TBILISI (Reuters) – A new Azerbaijani checkpoint blocking access to an Armenian-held breakaway region is located right next to a base of Russian peacekeepers who are meant to be keeping the road open, footage filmed by Radio Free Europe/Radio Liberty showed.
Azerbaijan said on Sunday it had installed a checkpoint on the Lachin corridor, the only road connecting Armenia with Karabakh, where 120,000 mostly Armenian inhabitants broke away from Azerbaijan in the 1990s.
The corridor has been mostly closed since December, when Azerbaijani civilians identifying themselves as environmental activists blockaded the road.

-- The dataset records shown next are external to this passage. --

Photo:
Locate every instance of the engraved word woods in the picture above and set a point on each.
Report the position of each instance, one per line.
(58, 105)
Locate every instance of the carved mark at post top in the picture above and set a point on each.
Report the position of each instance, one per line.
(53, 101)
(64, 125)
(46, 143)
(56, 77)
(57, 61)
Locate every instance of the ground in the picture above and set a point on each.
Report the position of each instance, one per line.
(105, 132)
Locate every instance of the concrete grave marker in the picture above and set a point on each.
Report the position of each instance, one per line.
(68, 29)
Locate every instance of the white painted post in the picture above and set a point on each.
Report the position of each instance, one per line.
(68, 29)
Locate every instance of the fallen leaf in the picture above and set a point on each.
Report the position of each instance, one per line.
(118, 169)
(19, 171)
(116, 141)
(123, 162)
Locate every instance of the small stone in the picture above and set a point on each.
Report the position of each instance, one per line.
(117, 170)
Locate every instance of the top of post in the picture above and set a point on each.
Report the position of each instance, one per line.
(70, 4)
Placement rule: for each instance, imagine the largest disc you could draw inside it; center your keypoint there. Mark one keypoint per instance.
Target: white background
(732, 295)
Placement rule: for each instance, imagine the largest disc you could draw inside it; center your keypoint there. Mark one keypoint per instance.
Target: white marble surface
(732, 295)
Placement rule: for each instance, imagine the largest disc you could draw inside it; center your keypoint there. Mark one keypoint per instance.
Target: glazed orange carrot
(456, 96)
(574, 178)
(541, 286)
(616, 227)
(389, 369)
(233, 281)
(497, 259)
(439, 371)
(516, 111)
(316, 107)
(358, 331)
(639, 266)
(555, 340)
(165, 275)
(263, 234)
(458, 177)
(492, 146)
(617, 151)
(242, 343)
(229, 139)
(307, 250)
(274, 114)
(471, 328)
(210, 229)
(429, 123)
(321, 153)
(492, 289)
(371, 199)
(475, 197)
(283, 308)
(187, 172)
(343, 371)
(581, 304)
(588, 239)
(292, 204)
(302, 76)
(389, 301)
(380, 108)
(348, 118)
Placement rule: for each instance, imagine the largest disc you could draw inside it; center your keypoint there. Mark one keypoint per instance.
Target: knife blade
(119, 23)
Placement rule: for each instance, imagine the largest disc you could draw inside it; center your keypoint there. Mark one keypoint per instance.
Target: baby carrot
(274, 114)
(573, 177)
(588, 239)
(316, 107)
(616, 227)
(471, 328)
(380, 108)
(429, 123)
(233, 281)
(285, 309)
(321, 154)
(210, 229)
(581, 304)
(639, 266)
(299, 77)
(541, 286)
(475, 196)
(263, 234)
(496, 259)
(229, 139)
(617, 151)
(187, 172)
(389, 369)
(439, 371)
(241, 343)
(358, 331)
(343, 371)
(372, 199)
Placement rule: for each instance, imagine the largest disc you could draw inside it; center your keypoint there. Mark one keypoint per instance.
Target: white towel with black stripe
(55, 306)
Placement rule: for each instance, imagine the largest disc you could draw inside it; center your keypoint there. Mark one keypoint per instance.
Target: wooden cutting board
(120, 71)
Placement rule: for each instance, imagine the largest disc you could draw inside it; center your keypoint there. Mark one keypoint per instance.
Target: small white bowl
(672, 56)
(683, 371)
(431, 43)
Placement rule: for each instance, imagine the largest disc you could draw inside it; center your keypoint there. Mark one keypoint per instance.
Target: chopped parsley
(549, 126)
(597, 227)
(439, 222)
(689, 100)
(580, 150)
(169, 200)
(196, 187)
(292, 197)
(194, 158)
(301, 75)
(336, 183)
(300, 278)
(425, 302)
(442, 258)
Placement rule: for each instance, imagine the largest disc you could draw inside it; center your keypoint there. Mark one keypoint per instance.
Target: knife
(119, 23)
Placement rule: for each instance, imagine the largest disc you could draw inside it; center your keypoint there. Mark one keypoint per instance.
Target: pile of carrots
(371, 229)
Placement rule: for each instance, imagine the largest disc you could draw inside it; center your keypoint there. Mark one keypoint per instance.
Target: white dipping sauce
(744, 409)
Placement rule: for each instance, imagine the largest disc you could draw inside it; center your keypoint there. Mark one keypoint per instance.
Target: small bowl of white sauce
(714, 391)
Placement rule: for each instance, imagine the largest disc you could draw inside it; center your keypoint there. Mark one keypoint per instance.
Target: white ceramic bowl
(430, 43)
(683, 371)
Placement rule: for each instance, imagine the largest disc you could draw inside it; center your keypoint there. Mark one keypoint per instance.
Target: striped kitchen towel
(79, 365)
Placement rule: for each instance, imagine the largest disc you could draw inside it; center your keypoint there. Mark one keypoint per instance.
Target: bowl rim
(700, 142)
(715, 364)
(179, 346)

Russian peacekeepers, who under the ceasefire agreement which ended a 2020 war for the territory are required to keep the corridor open, have not intervened, angering Armenians.
The footage shows the Azerbaijan checkpoint installed directly beside a Russian military base. Vehicles flying the Russian flag are visible.
“The Azerbaijanis closed the road from their side,” said Vaghinak Arzumanian, a resident of the nearby village of Kornidzor. “The Russians stood by and did nothing.”
Armenia says the installation of the checkpoint is a violation of the ceasefire agreement. The United States said on Sunday it was “deeply concerned” by the development, which it said undermined efforts towards peace in the region.
Azerbaijan said on Sunday it had taken “appropriate measures to establish control at the starting point of the road”.